I have been testing code using Intel MPI (version 4.1.3 build 20140226) and the Intel compiler (version 15.0.1 build 20141023) with 1024 or more total processes. When we attempt to run on 1024 or more processes we receive the following error:
MPI startup(): ofa fabric is not available and fallback fabric is not enabled
Anything less than 1024 processes does not produce this error, and I also do not receive this error with 1024 processes using OpenMPI and GCC.
I am using the High Performance Conjugate Gradient benchmark as my test code, although we have received the same errors with other test codes.

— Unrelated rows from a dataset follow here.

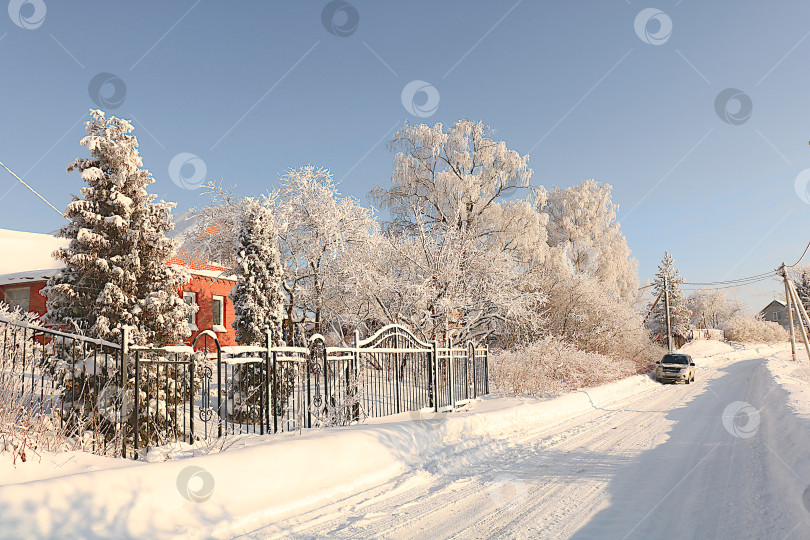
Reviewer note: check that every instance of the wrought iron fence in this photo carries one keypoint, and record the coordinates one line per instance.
(66, 377)
(133, 398)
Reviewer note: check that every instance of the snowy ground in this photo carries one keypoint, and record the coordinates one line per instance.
(632, 459)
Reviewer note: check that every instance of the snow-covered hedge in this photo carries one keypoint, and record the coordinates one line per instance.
(745, 328)
(550, 367)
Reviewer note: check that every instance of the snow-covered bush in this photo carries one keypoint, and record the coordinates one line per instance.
(582, 222)
(549, 367)
(32, 416)
(713, 308)
(749, 329)
(165, 391)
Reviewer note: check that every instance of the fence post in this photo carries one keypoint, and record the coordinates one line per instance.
(220, 411)
(192, 394)
(267, 377)
(124, 381)
(452, 371)
(434, 371)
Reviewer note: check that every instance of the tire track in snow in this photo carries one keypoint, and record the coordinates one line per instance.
(381, 514)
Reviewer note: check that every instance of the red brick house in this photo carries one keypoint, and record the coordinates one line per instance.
(26, 265)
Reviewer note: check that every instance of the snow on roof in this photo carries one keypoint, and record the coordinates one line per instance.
(28, 252)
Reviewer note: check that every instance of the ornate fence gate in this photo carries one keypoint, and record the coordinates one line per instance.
(132, 398)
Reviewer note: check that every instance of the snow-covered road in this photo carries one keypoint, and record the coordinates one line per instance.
(662, 463)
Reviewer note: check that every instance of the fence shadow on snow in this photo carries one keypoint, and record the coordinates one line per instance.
(125, 399)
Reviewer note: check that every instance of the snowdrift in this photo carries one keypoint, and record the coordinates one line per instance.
(236, 491)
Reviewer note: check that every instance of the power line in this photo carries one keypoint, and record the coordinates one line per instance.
(800, 258)
(33, 190)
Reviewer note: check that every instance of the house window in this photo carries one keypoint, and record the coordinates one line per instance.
(218, 314)
(18, 297)
(190, 298)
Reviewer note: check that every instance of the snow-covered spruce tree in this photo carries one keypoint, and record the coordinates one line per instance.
(115, 265)
(713, 309)
(116, 272)
(257, 299)
(678, 309)
(582, 221)
(258, 304)
(458, 230)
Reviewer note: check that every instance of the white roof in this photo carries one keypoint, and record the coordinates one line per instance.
(24, 252)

Could you please provide more details about your MPI runs (IMPI environment variables, command line options, OS/OFED versions, processor type, InfiniBand adapter name, number of involved hosts and so on)?
Are you able to run with newer Intel MPI Library (5.x)?
Absolutely, thank you for the response.
I ran the tests with the following IMPI variables:
It was submitted through SLURM scheduling with the following batch script:
srun ../../xhpcg > /dev/null
OS: Red Hat release 6.6 (Santiago), OFED: OFED-18.104.22.168
All tests were run on 64 total nodes, with two Intel E5-2650v2 CPUs (16 total cores) per node, linked with QLogic Corp. IBA7322 Infiniband HCA (rev 02) cards connected to a QLogic 12800-180 switch.
We rely on another company to handle our licenses and updates with Intel-MPI, although I believe that we will be upgrading to Intel MPI Library v5.x soon.
Thanks for the clarification.
As far as I see you use Intel True Scale (aka QLogic) IBAs, 'shm:ofa' may work nonoptimal on such IBAs.
You can use 'tmi/shm:tmi' fabric which is designed for such cases.
Thank you so much for your help, this solved the issue we were having, as well as another issue that we were having!
I'm just curious, do you have any idea why this problem only seemed to surface after going over 1023 processes?